Musikalische Leitung: Yoel Gamzou
Regie: Armin Petras

„Der Mensch ist erst wirklich tot, wenn niemand mehr an ihn denkt.“ (Bertolt Brecht) — Sein Zuhause gleicht einem Devo­tionalien-Museum. Hier huldigt Paul mönchisch dem Anden­ken seiner toten Ehefrau Marie und verschließt sich vor der profanen Welt. Doch jetzt lernt Paul die Tänzerin Mariet­ta kennen, die Marie bis in die Fingerspitzen gleicht. Marietta hält Einzug in Pauls Leben und seine Fantasie. Paul verfällt ihr – mit Haut und Haaren.

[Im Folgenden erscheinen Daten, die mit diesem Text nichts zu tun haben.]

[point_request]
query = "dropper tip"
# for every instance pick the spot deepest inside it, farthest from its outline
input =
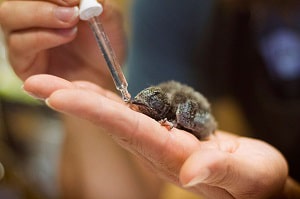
(126, 97)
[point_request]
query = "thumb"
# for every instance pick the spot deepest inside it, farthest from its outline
(208, 166)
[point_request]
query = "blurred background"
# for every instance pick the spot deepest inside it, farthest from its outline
(250, 73)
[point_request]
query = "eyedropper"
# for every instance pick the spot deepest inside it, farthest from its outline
(89, 11)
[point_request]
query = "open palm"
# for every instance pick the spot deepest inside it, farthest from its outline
(225, 166)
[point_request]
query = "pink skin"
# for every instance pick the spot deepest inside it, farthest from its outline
(225, 166)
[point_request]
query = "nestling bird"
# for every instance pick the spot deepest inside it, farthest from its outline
(176, 105)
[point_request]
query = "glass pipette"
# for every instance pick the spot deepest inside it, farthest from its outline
(90, 10)
(110, 58)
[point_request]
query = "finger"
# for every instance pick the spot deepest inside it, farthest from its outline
(208, 166)
(252, 170)
(16, 15)
(97, 89)
(163, 150)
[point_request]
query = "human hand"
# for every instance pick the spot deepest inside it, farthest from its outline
(47, 37)
(226, 166)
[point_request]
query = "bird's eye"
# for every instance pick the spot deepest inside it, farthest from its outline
(158, 105)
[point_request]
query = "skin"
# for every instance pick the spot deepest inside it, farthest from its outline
(176, 105)
(226, 166)
(218, 168)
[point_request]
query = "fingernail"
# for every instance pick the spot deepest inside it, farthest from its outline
(2, 171)
(31, 94)
(66, 14)
(203, 175)
(48, 104)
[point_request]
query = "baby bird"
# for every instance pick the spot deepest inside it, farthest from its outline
(176, 105)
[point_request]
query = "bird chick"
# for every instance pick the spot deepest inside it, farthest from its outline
(176, 105)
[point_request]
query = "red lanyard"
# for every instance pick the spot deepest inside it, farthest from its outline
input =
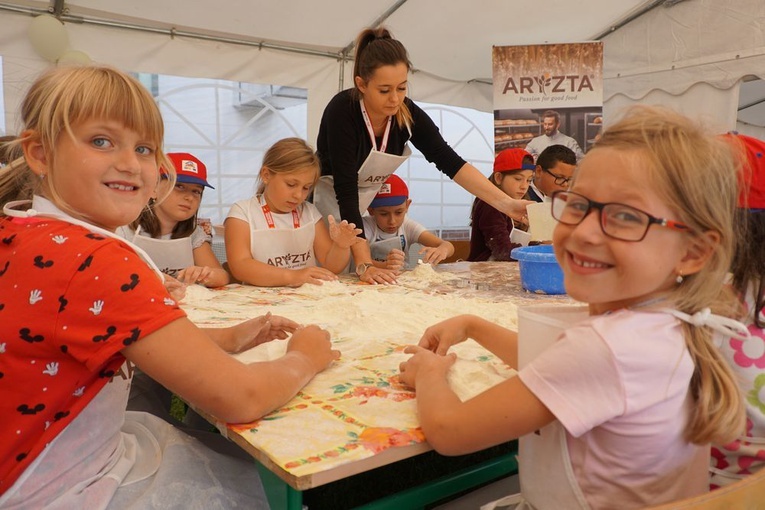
(371, 131)
(270, 218)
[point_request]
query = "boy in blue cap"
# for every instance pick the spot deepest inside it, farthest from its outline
(390, 232)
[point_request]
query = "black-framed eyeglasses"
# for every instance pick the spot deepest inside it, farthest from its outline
(619, 221)
(560, 180)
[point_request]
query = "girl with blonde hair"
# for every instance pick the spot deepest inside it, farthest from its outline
(79, 309)
(621, 409)
(276, 238)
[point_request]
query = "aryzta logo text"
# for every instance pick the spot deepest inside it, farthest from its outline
(547, 84)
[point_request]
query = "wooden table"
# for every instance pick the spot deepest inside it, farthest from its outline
(356, 416)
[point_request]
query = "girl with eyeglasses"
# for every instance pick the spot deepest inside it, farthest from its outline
(167, 229)
(622, 408)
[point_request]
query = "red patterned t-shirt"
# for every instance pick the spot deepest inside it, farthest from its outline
(70, 300)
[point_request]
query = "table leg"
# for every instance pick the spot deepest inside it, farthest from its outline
(441, 488)
(279, 493)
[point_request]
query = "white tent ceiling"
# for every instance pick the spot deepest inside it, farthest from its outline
(697, 50)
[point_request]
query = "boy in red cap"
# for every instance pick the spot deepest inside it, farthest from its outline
(390, 232)
(746, 455)
(491, 229)
(168, 229)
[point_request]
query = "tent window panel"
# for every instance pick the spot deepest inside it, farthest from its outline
(228, 125)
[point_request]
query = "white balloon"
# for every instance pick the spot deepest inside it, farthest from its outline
(74, 57)
(48, 36)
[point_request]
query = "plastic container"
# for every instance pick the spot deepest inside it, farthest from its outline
(541, 222)
(539, 326)
(540, 272)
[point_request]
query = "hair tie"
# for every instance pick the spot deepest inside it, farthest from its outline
(718, 323)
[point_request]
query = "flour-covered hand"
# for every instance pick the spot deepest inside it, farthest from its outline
(434, 255)
(423, 361)
(260, 330)
(395, 260)
(343, 234)
(439, 337)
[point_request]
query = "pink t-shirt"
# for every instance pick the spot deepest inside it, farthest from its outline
(619, 384)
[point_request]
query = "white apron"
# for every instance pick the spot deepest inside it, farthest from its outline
(288, 248)
(373, 172)
(170, 255)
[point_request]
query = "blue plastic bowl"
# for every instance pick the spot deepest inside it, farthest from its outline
(540, 272)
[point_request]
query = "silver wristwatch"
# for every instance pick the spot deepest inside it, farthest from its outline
(362, 268)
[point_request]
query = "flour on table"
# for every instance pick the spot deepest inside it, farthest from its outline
(468, 378)
(366, 321)
(424, 276)
(196, 294)
(327, 288)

Marietta fängt an, gegen Maries Präsenz in Pauls Wohnung zu rebellieren. Paul vergisst sich und tötet sie. Doch das alles war wohl nur ein Traum. Denn jetzt steht sie wieder vor seiner Tür: Marietta, lebendig, leibhaftig und ein Fluidum für Männer­fantasien. Korngold ist erst 23 Jahre alt, als 1920 "Die tote Stadt" zur glanzvollsten Uraufführung der jungen Weimarer Republik wurde. Die Oper traf in ihrer kühnen Mischung aus Traumspiel, Dekadenzstudie und Psycho­drama den vom Erst­en Weltkrieg traumatisierten Zeitgeist ins Mark. Regisseur Armin Petras und Generalmusikdirektor Yoel Gamzou setzen mit dem mal unheimlich düster, mal übersüß-euphorisch und üppig orchestrierten Werk ihre mit "Lady Macbeth von Mzensk" begonnene Zusammenarbeit fort.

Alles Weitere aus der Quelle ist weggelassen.